Cytomx has been successful in partnering over the years, McCarthy said, pointing to such deals as the one struck in 2014 with New York-based Bristol-Myers Squibb Co. (BMS), which agreed to pay $50 million for rights to use Cytomx's Probody platform to discover and develop up to four new immunotherapies for cancer, including one targeting CTLA-4, the same receptor targeted by BMS' melanoma therapy, Yervoy (ipilimumab). The deal included undisclosed additional preclinical payments and up to $298 million in milestones per target, plus potential royalties. It was Cytomx's second big pharma score after Pfizer Inc. pledged in 2013 $25 million up front to develop Cytomx-identified candidates. BMS has rights to substitute up to two collaboration targets. (See BioWorld Today, May 28, 2014.)

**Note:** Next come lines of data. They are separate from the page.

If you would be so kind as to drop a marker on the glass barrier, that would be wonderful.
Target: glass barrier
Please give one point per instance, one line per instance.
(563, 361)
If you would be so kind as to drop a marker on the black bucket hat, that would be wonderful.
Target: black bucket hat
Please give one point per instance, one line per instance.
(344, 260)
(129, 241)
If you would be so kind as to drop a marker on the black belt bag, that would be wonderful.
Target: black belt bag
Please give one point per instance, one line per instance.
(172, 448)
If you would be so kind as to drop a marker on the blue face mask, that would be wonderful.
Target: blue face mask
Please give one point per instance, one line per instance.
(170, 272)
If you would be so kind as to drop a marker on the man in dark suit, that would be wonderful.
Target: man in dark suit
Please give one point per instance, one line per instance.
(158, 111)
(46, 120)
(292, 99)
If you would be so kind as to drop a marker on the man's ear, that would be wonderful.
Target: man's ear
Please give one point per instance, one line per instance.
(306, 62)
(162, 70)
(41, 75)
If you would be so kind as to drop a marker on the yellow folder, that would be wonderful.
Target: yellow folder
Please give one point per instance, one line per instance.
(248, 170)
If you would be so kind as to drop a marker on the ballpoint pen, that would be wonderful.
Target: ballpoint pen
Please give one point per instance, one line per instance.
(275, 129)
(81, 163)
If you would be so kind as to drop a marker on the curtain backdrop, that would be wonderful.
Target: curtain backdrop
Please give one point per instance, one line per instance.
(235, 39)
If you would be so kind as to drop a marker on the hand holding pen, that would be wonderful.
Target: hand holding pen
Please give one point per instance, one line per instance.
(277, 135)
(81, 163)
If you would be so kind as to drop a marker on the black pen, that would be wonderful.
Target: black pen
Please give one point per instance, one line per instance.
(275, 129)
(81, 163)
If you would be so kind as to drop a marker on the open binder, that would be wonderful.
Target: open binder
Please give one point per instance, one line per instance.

"We didn't need to put any of our crown jewels into that deal" with BMS, McCarthy noted. "Ultimately, our objective will be to combine these [clinical-stage molecules owned by Cytomx] and own both sides of the equation." The company also has a pact with North Chicago-based Abbvie Inc. that brought $30 million up front as well as the promise of $470 million more if development, regulatory and commercial goals are met in the co-development of a Probody-drug conjugate against CD71, also known as transferrin receptor 1, widely expressed in solid tumors and hematological cancer. Late last month, Cytomx said it had advanced CX-2029 in collaboration with Abbvie into GLP toxicology studies, a key step on the path to filing an investigational new drug application in 2018. Upon commencement of the GLP toxicology study, Cytomx was to receive a $15 million milestone payment. (See BioWorld Today, April 25, 2016.)

McCarthy said I-O has opened a "new world" in cancer treatments, but a world that is still evolving. "We would all agree in the field that it's not good enough," he said. "We need to do better, because we're still not getting enough patients into long-term, durable remission. The race is on, for sure, to find the next generation of highly active combinations."

More than 1,000 combo trials are ongoing. "Basically everything is being combined with a PD agent, one way or another," although little to show for it surfaced during this year's American Society of Clinical Oncology (ASCO) meeting in Chicago, he said, a lack that he found "striking. This field is still playing itself out," with "enormous amounts of capital" going into "many redundant PD molecules." Four separate agents in the PD family have been approved by the FDA for bladder cancer. "The agency is open to serial approvals," but how circumstances will configure themselves remains "a very open question," he said.

I-O side effects, unlike those with chemotherapy, manifest in a "stochastic manner," with some of them "severe, debilitating and long-term in nature. The field is still coming to grips with these side effects," whereas the effects of chemo – though hardly pleasant – are "relatively well-managed." Researchers either need to come up with I-O therapies that bring fewer off-target problems or find drugs that offer benefits to justify the woes.

"If you're going to put a patient through this, wouldn't it be better if they came out the other end with a higher likelihood of a long-term, durable response?" he said. "That's the way we think about it at Cytomx."